When Alison Nicholas, the 5ft Gilbratarian nicknamed “The Battleship”, dared to torpedo the hopes of the home darling Nancy Lopez in the 1997 US Women’s Open, there seemed no stopping the British contingent on Uncle Sam’s soil.
With Laura Davies having enjoyed a remarkable season the year before, it meant that three of the previous five US majors had been wrapped in the UK flag. “Who can challenge us now?” Nicholas said, ever so slightly in jest, and with not only Davies, but Trish Johnson and the likes of Caroline Pierce and Dale Reid riding high and a youngster emerging from North Berwick by the name Catriona Matthew, this was clearly a golden time for British female golf.
Yet although the Women’s Open provided major winners in Karen Stupples at Sunningdale in 2004 and then Matthew, herself, at Royal Lytham in 2009, the majors on Stateside began to drift bafflingly out of reach.

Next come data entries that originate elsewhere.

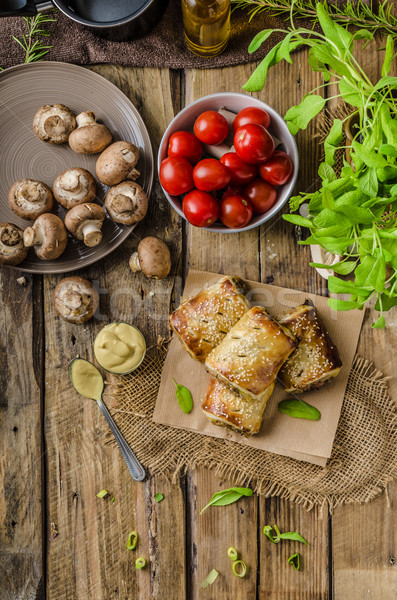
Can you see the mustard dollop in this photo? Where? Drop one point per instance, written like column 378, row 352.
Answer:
column 119, row 347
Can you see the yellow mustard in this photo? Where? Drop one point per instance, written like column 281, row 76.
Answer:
column 86, row 379
column 119, row 347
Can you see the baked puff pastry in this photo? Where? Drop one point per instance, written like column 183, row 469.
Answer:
column 250, row 356
column 223, row 407
column 202, row 322
column 316, row 358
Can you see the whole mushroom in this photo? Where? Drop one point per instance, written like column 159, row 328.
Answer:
column 126, row 203
column 152, row 258
column 54, row 123
column 75, row 299
column 12, row 249
column 47, row 235
column 84, row 222
column 29, row 198
column 74, row 186
column 90, row 137
column 117, row 163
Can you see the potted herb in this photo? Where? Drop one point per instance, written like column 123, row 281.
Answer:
column 354, row 213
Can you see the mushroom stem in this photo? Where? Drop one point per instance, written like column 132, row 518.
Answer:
column 32, row 236
column 134, row 263
column 86, row 118
column 92, row 234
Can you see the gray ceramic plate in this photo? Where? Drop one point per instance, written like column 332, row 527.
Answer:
column 23, row 89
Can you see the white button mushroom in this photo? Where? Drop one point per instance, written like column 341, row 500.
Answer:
column 29, row 198
column 74, row 186
column 75, row 299
column 53, row 123
column 152, row 258
column 12, row 249
column 47, row 236
column 90, row 137
column 84, row 222
column 126, row 203
column 117, row 163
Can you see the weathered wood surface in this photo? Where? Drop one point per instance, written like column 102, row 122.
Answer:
column 351, row 554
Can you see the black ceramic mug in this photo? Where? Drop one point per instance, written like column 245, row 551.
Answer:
column 117, row 20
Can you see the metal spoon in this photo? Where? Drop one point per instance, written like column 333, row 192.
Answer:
column 134, row 466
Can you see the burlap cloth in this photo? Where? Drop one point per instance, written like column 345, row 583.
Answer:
column 164, row 46
column 363, row 460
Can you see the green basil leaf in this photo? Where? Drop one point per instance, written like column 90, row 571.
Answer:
column 369, row 157
column 228, row 496
column 368, row 182
column 326, row 172
column 298, row 220
column 380, row 323
column 295, row 537
column 337, row 304
column 298, row 117
column 294, row 560
column 388, row 59
column 299, row 409
column 342, row 268
column 184, row 397
column 258, row 40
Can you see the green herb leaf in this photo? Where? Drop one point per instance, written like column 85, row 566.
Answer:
column 294, row 560
column 380, row 323
column 295, row 537
column 102, row 494
column 228, row 496
column 298, row 117
column 299, row 409
column 132, row 540
column 209, row 580
column 184, row 397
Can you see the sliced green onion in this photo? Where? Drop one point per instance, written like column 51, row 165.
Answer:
column 140, row 563
column 209, row 580
column 294, row 560
column 239, row 568
column 132, row 540
column 232, row 553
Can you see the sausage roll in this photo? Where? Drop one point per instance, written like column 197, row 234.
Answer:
column 316, row 358
column 223, row 407
column 250, row 356
column 202, row 322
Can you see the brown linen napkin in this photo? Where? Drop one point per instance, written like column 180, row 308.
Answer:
column 164, row 46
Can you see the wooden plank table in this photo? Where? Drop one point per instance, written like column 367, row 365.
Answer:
column 53, row 459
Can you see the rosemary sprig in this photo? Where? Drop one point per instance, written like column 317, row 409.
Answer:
column 32, row 41
column 358, row 14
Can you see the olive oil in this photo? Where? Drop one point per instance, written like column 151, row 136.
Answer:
column 207, row 25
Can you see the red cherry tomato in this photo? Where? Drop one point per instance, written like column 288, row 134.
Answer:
column 232, row 190
column 240, row 172
column 251, row 114
column 176, row 175
column 200, row 209
column 210, row 175
column 277, row 170
column 235, row 211
column 253, row 143
column 211, row 128
column 261, row 194
column 186, row 145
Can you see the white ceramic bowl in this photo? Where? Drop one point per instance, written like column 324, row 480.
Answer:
column 234, row 102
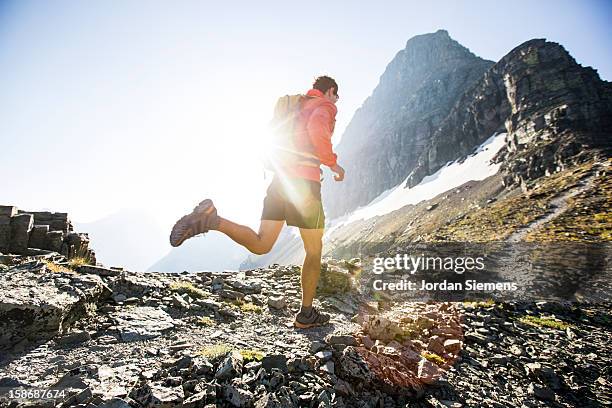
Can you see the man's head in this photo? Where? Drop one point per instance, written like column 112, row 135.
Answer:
column 328, row 86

“The Dame” – as everyone respectfully refers – finished second at the 1999 Du Maurier Classic and racked up three more top-fours until the magic started to dissipate in 2005, while Matthew finished second at the 2007 Ana Inspiration and came closer than any Briton since when denied on the third extra hole of a play-off at the 2013 Women’s PGA, the major up for grabs in Philadelphia this week.
More recently, Charley Hull was only beaten by a shot in Lydia Ko’s historic success as a 17-year-old in the Ana Inspiration four years ago and has recorded three other top 10 in the US majors. A lover of difficult courses, Hull, 24, would normally make a worthy favourite to fill the void for her country, but this is no normal year – and not only for coronavirus or the fact Hull tested positive before the Ana last month.
If its 23 years since Nicholas, then it was 24 years since Britain had managed to produce consecutive winners of the LPGA Tour. Johnson and Pierce saw their long-standing record end on Sunday when Mel Reid’s emotional breakthrough at the Shoprite Classic followed up Georgia Hall’s win at the Portland Classic. Naturally, this has raised the UK hopes to levels perhaps not experienced since the end of the last century. Certainly Hall thinks so.
“It gives me more confidence that I’ve won in the US and I’m sure it does with Mel as well,” Hall said. “Obviously the courses are very different here than to the UK but this is obviously one of my goals and the next step for me really. Is this a new golden age for British female golf? I think so and definitely hope so.
“There are five or six of us now that are on the LPGA Tour playing really good golf. Charley has won over here, as has Bronte [Law] and Jodi [Ewart Shadoff] has come so close. And then there’s the thing about us all trying to emulate your friends,.
“I’m obviously closer to the English girls and it was brilliant Mel and I won right next door to each other. We want to beat each other and that spurs on. It’s a big, big bonus.”
Dame Laura, at 57, is teeing it up herself in Philadelphia this week and as the last British winner of the PGA – in 1996 – she has been on hand to lend advice to her young countrywomen. “She’s a great person to go to in weeks like this or any week, really, as she has basically won everything,” Hall said. “What a honour it would be to join her on this list of winners.”
In Hall and Co’s way is not only a quality field featuring nine of the world’s top 10 – the world No 1 Jin Young Ko, like many of top Koreans, continues to stay at home due to Covid19 concerns – as well as Sophia Popov, the German playing her first major after her Women’s Open fairytale at Royal Troon in November. And then there is the course, itself.
At the start of the week, Justin Rose informed his compatriots “you will love Aronimink!” and after winning there in 2010 and only missing out in a play-off in 2018, he knew that the significance of the exclamation mark would soon become apparent.
Danielle Kang, the world No 3, called it “monstrous” while Reid reined back and referred to it merely as a “beast”. “But it’s one of the best course I’ve ever seen,” Reid said. “It should be a challenge – it’s a major. Some girls are just going to struggle, but I cannot wait.”